L'eliminazione dei malati di mente

Hitler e il programma di eutanasia
Polonia, 2000. La stazione di Sobibor.Secondo la concezione di Hitler, l’inizio della seconda guerra mondiale segnava l’apertura di una nuova era. Hitler la concepì come una specie di apocalittico scontro finale, da cui sarebbe uscito un mondo rigenerato, caratterizzato da una differente civiltà e da valori morali assolutamente diversi da quelli tradizionali. Dunque, diveniva lecito e possibile – in tempo di guerra – compiere azioni che la logica etica del passato avrebbe respinto, mentre invece erano indispensabili per raggiungere la meta ultima del Reich dei mille anni, cioè la duratura prosperità del popolo tedesco e della razza ariana, a spese delle razze inferiori.

La decimazione dei prigionieri sovietici, le violenze contro le popolazioni civili ritenute inferiori e, a maggior ragione, lo sterminio degli ebrei si inseriscono in tale logica. Il loro primo crimine di massa del tempo di guerra, tuttavia, i nazisti lo commisero contro la componente più debole della popolazione tedesca: i malati di mente e gli handicappati gravi.
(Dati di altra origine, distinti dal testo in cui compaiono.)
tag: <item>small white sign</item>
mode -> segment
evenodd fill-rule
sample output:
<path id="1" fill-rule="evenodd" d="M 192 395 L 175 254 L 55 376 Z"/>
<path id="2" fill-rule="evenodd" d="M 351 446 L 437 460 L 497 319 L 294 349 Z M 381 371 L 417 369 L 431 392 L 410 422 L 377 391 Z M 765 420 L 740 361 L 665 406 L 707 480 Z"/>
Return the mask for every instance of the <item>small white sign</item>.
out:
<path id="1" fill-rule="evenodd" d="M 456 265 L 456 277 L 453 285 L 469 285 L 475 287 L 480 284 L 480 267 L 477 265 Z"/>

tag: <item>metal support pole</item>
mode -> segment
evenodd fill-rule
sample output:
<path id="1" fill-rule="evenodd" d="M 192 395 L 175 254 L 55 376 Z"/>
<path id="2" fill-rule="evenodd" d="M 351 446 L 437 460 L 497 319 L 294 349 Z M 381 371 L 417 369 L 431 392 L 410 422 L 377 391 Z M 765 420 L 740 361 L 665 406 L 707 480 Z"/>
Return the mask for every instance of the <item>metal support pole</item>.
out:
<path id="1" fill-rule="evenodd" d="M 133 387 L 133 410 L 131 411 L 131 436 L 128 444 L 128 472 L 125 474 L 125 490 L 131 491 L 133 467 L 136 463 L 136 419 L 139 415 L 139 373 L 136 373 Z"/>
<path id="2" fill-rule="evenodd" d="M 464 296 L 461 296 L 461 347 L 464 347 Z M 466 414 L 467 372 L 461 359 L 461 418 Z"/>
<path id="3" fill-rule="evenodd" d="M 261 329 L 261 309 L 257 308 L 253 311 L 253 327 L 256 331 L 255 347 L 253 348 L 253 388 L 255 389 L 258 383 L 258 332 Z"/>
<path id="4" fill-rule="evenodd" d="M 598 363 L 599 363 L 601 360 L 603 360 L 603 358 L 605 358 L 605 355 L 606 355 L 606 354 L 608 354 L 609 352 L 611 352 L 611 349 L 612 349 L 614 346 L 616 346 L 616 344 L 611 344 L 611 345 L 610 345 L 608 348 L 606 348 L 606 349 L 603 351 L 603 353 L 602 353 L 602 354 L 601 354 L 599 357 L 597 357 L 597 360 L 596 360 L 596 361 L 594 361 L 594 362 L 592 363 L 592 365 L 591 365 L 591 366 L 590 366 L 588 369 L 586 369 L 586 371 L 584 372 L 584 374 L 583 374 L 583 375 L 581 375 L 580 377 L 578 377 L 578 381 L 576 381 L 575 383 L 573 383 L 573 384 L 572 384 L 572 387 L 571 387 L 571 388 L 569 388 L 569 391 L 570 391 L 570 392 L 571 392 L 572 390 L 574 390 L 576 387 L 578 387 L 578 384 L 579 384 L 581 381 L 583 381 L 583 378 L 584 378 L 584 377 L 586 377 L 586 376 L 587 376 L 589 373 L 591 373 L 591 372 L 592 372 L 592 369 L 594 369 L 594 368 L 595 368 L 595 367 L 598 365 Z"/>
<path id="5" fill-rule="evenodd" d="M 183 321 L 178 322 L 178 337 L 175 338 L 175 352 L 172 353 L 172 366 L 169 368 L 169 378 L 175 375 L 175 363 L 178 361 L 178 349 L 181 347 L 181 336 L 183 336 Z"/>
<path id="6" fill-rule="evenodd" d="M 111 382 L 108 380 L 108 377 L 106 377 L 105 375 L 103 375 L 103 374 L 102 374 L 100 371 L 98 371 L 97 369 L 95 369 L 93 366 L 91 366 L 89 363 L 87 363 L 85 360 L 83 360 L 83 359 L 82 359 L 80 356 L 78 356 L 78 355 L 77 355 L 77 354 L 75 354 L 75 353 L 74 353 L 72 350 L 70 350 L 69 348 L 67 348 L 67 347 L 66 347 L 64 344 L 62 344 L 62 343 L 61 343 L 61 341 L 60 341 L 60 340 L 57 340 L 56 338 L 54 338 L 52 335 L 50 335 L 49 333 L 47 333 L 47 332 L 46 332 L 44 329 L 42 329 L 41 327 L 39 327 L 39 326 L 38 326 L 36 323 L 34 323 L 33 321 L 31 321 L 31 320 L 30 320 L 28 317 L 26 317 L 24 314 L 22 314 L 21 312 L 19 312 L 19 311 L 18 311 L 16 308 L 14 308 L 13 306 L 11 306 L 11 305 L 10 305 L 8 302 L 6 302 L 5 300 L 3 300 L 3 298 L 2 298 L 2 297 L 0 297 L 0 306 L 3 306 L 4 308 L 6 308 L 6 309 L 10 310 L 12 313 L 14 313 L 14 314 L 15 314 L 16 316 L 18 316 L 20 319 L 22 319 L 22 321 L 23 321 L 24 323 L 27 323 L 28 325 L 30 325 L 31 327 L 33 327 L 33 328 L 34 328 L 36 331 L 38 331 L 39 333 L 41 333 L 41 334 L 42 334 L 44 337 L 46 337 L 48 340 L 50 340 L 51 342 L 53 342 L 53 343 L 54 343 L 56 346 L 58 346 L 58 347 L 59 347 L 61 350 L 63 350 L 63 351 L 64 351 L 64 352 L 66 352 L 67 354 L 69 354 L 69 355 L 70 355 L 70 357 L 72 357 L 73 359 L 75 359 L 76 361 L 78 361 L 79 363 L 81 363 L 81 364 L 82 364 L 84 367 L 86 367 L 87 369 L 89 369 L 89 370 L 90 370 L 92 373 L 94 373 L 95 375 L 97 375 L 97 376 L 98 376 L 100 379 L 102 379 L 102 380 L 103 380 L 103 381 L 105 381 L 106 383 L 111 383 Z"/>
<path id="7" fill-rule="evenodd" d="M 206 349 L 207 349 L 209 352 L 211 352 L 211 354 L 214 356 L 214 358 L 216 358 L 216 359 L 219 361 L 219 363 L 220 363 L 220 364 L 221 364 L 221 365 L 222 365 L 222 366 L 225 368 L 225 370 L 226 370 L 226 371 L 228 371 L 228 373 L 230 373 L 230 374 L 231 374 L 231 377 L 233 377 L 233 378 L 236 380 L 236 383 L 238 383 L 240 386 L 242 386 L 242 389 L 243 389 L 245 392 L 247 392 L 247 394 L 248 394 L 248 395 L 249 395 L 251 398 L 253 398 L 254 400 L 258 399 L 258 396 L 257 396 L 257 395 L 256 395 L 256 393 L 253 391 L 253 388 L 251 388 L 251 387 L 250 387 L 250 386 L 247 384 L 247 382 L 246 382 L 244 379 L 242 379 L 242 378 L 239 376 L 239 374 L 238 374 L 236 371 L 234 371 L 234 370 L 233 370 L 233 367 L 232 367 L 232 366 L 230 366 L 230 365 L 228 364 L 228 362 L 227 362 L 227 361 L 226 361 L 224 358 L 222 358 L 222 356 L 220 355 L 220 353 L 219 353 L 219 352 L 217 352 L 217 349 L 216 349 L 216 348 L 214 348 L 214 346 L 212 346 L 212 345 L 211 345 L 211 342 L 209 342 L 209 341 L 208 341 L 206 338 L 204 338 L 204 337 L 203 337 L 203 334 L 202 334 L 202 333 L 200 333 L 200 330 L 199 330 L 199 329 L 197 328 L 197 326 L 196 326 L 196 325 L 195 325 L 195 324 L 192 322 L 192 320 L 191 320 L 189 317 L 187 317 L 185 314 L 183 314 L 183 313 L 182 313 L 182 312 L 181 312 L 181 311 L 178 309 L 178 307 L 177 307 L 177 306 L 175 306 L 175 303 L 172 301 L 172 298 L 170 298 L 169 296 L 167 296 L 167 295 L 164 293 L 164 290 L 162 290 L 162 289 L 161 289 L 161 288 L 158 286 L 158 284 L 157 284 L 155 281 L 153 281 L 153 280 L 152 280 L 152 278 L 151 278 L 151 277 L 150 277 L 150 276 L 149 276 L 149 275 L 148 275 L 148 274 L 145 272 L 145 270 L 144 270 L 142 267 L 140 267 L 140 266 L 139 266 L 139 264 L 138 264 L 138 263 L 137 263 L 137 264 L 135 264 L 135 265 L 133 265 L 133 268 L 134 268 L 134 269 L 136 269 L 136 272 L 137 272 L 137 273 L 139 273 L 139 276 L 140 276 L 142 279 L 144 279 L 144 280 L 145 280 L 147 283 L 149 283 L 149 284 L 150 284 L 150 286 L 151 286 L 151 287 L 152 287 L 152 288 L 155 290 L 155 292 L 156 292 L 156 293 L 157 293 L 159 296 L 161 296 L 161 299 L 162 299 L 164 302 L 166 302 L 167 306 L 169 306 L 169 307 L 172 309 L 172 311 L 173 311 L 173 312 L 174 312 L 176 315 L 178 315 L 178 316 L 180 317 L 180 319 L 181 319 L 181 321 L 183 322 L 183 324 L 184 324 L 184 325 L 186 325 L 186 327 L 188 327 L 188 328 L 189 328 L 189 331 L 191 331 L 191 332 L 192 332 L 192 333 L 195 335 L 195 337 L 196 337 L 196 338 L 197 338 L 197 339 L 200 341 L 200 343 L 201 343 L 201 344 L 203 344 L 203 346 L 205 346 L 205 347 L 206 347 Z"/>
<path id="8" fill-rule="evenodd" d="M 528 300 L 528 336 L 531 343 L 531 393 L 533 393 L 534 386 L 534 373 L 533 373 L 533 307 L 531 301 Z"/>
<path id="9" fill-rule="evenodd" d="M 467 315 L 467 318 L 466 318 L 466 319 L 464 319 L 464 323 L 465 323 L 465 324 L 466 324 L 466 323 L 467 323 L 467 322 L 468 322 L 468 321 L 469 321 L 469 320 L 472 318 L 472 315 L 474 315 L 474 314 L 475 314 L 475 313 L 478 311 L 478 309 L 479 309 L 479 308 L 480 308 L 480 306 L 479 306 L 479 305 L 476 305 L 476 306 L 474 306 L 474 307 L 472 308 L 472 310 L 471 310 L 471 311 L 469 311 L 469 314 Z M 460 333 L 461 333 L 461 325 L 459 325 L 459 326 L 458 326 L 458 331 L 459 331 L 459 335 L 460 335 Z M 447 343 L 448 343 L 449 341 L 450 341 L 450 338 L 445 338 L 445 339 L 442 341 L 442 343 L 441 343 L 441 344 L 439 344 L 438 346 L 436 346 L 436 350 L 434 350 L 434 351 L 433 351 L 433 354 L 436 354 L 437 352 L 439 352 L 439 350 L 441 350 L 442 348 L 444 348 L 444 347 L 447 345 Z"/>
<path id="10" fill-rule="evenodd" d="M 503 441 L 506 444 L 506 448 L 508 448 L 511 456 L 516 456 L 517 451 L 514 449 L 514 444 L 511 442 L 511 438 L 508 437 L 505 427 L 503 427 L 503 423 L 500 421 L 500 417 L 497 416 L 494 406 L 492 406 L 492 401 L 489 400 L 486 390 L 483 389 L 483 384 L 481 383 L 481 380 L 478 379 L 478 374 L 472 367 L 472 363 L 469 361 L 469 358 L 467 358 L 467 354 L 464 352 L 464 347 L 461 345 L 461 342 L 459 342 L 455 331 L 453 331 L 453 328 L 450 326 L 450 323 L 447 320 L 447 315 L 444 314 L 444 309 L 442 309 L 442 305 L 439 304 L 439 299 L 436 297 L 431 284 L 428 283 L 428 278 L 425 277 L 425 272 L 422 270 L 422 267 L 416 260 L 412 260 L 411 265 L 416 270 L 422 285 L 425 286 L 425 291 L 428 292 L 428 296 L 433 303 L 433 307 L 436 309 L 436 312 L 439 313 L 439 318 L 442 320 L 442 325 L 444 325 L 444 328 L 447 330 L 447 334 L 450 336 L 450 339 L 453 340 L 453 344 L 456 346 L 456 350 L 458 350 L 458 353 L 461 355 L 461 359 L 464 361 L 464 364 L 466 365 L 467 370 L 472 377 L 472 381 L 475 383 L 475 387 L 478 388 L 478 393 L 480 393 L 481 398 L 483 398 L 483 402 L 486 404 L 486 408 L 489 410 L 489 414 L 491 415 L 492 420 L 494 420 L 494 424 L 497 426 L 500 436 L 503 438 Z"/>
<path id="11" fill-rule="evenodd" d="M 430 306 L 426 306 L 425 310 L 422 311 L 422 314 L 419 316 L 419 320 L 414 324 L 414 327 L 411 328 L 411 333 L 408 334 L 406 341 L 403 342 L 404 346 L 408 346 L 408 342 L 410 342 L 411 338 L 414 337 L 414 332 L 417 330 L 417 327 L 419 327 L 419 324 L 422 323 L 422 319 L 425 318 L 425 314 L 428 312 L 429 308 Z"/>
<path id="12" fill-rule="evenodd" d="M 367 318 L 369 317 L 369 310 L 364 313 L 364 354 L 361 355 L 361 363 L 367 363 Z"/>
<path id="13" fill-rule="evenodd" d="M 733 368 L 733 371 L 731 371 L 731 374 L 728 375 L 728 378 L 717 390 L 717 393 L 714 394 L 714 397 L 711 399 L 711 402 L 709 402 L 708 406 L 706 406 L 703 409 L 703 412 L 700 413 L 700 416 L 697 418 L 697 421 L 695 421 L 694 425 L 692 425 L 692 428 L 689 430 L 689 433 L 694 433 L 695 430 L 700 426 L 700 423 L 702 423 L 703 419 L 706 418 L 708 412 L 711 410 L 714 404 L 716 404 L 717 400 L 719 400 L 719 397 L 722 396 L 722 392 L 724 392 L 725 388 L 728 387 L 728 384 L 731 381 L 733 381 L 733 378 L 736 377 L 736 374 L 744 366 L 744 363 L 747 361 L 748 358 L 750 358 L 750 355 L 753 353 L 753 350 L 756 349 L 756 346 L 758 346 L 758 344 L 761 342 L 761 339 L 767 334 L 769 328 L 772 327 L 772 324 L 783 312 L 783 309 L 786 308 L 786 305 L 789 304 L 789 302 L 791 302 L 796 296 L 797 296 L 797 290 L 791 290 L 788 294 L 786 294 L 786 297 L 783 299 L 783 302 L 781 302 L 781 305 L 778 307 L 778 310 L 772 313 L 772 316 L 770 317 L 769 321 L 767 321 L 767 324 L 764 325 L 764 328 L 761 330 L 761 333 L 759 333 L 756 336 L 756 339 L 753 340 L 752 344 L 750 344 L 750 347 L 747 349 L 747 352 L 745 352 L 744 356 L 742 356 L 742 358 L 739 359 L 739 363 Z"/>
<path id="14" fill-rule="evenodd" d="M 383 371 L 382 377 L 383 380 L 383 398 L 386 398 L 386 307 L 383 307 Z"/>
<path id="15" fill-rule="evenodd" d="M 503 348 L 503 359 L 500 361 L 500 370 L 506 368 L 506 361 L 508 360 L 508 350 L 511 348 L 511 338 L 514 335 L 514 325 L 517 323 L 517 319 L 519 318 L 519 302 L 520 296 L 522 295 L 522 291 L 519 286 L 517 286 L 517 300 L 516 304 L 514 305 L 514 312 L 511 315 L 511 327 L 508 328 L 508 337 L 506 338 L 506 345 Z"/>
Nel 1939, Hitler concesse a Philip Bouhler (Capo della Cancelleria del Führer) e Karl Brandt (medico della scorta, incaricato di accompagnare Hitler nei suoi spostamenti) l’incarico di organizzare un vasto programma di eutanasia nei confronti dei disabili ricoverati nei manicomi tedeschi. Sicuramente, Hitler firmò questa autorizzazione/investitura in ottobre; il documento scritto, tuttavia, reca la data del 1° settembre, data di inizio della guerra e, nell’ottica di Hitler, di un nuovo modo di affrontare i problemi sociali, politici e morali.

L’Aktion T4

La Cancelleria del Führer era un organismo sfuggente, autonomo sia dallo Stato che dal Partito, e in ultima analisi dipendente solo da Hitler in persona; agendo da quell’ufficio apparentemente modesto, ma in realtà potentissimo, Bouhler e Brandt diedero vita all’Associazione degli ospedali psichiatrici del Reich, che dall’aprile 1940 si stabilì in Tiergartenstrasse 4, a Berlino. Di qui il nome in codice che ricevette l’intera operazione: Aktion T-4.

La gestione pratica del programma fu assunta ben presto da Viktor Brack, stretto collaboratore di Bouhler. Innanzi tutto, vennero individuati alcuni ospedali psichiatrici: Grafeneck  (nel Württemberg, vicino a Ulm), Bernburg (a sud di Magdeburgo), Sonnenstein (presso Dresda), Hadamar (a ovest di Coblenza), Brandenburg (a ovest di Berlino) e Hartheim (in Austria, nei dintorni di Linz). Questi luoghi vennero trasformati in centri di eliminazione che, tra l’inizio del 1940 e l’agosto 1941, uccisero almeno 70 000 malati di mente.

Per evitare equivoci linguistici e confusione, non si trattava di individui affetti da malattie incurabili allo stadio terminale; i nazisti non si proponevano affatto di alleviare le sofferenze di soggetti cui restava poco da vivere, in preda ad insopportabili dolori. Il loro obiettivo era di liberare dei posti letto d’ospedale, da destinare ai giovani soldati feriti al fronte; i malati mentali e gli handicappati, invece, erano considerati una zavorra inutile, scarti razziali di cui era possibile disfarsi, approfittando del nuovo clima creato dal conflitto mondiale.